Nulla ha davvero importanza e tutto è relativo in questa stravagante
"corte dei miracoli" che popola l'albergo; il tocco ricorda il
Browning di "Freaks", ma senza lo stesso sarcasmo: ognuno degli
abitanti dell'hotel è dipinto con una carica d'affetto che parrebbe
inusuale, se si dimentica anche solo per un attimo che è Tom Tom
la nostra guida. Così riusciamo quasi a credere alle farneticazioni
di Dixie sul suo essere il quinto membro dei Beatles, o a quelle di Geronimo
sulla grandezza della sua pittura, o a quelle di Vivien sul suo futuro matrimonio
con Izzy, il ragazzo morto. E ci innamoriamo anche noi perdutamente di Eloise,
pulcino (ops, topo) bagnato con maglione enorme a righe, piedi nudi e libro
in mano (interpretata da una mai così brava sig.ra Besson-Milla Jovovich).

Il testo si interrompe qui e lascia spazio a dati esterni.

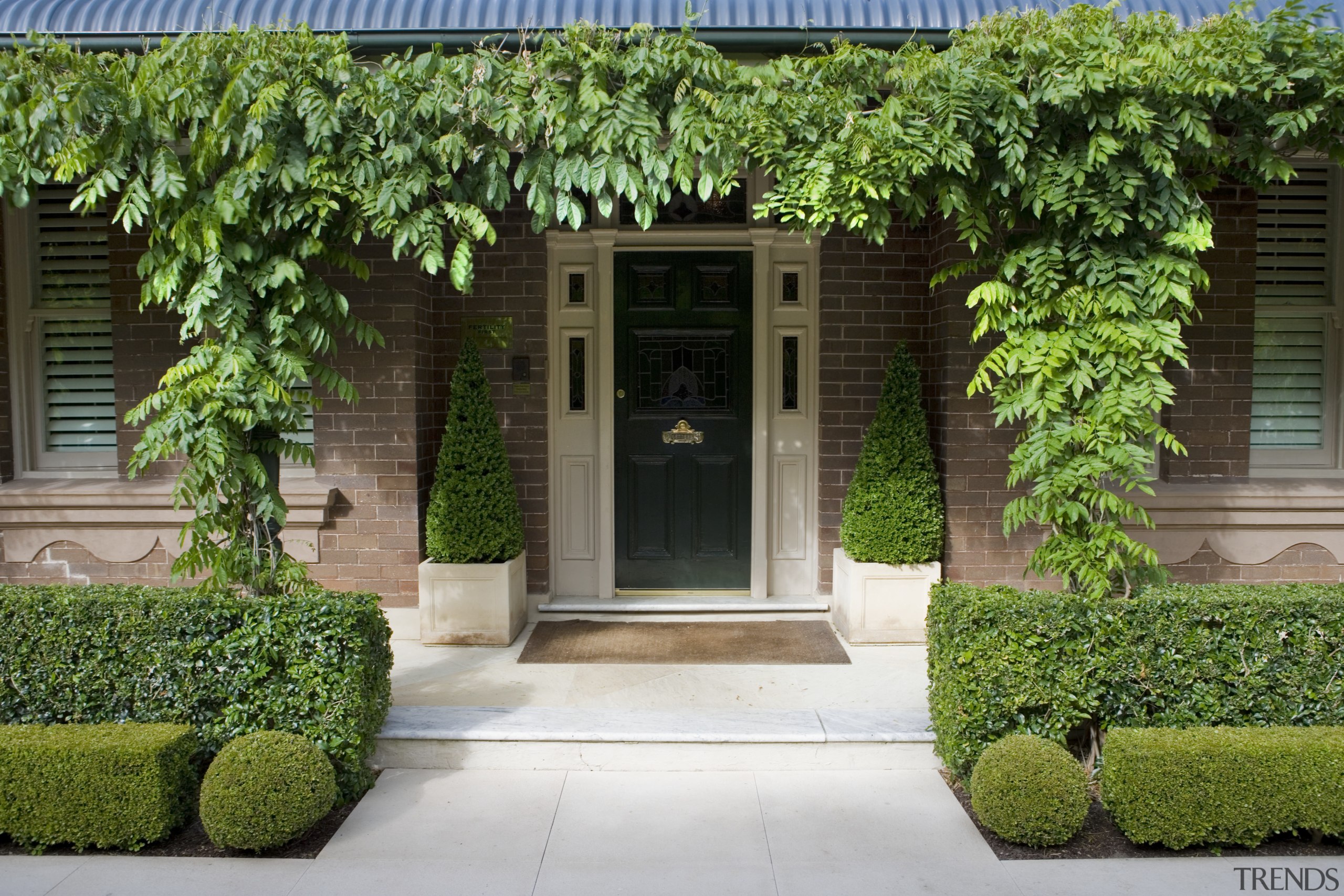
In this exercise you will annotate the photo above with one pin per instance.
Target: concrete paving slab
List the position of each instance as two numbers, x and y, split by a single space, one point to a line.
881 726
1174 876
452 816
652 817
911 875
656 879
464 676
35 875
601 726
867 817
163 876
423 878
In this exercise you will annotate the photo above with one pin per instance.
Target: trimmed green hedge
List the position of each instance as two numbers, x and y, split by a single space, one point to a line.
1223 785
226 666
264 790
1006 661
1030 790
893 508
105 786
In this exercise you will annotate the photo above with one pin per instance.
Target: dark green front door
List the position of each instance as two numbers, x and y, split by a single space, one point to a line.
683 352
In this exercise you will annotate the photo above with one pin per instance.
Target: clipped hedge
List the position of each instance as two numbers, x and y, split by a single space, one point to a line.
1223 785
264 790
893 508
1006 661
1030 790
107 786
226 666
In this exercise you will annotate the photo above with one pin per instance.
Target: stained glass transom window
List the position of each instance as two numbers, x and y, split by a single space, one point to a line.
790 375
579 374
683 371
651 285
689 208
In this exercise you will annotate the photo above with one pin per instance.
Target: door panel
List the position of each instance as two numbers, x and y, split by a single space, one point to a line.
651 508
683 352
716 511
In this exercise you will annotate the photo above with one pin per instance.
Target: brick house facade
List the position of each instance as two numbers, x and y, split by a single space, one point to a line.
375 460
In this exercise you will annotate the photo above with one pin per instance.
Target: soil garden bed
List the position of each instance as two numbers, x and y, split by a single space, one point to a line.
1101 839
193 842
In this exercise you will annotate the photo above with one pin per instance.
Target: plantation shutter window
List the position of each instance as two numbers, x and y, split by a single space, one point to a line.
1295 385
61 312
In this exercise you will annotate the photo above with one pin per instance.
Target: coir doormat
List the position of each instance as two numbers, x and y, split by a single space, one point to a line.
741 644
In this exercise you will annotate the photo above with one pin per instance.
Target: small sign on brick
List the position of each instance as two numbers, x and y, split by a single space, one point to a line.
490 332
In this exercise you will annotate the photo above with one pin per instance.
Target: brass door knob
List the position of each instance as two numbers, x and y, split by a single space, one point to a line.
683 434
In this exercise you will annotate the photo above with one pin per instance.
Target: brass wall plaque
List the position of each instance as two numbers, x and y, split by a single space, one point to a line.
490 332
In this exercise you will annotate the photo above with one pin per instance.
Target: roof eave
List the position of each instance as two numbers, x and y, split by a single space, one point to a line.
762 41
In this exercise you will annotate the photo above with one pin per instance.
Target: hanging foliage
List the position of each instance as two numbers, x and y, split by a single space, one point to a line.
1067 151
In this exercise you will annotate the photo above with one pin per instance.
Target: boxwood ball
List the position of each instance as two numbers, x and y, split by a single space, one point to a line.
1030 790
265 789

Una ragazza che dichiara di non essere, di non esistere ("io non posso
morire, perché non esisto"), che legge "A Century of Loneliness". |
Le loro vite sono esplorate minuziosamente dalla macchina da presa che le chiude
spesso nel quadrato delle loro stanze, salvo poi (apparentemente) abbandonarle
per rivolgere la propria attenzione al quadrato della finestra (sono tutte enormi,
le finestre di questo hotel) che ci restituisce una porzione sempre incredibilmente
pura della "città degli angeli". Il gioco dentro-fuori, luce-ombra,
folle-sano è portato avanti per tutto il film, con una ambiguità
felice che non viene mai risolta (l'uomo che guarda il mondo con lo sguardo
del bambino - o dell'angelo - è un folle o è assai avanti rispetto
a noi? Se lo chiedeva anche Von Trier con "Idioterne", ma senza la
stessa facilità e felicità) neanche dall'intervento con il mondo
esterno (l'agente dell'FBI Skinner è uno di "loro", non tanto
o non soltanto perché sfigurato, ma soprattutto perché quando
deve scegliere è dalla "loro" parte che si schiera) se non
nell'impatto fatale, quando Tom ci dice che "ora finalmente tutto è
chiaro". Ma si paga sempre con la vita, questa chiarezza: sia essa quella
celeste o quella terrena, fa poca differenza.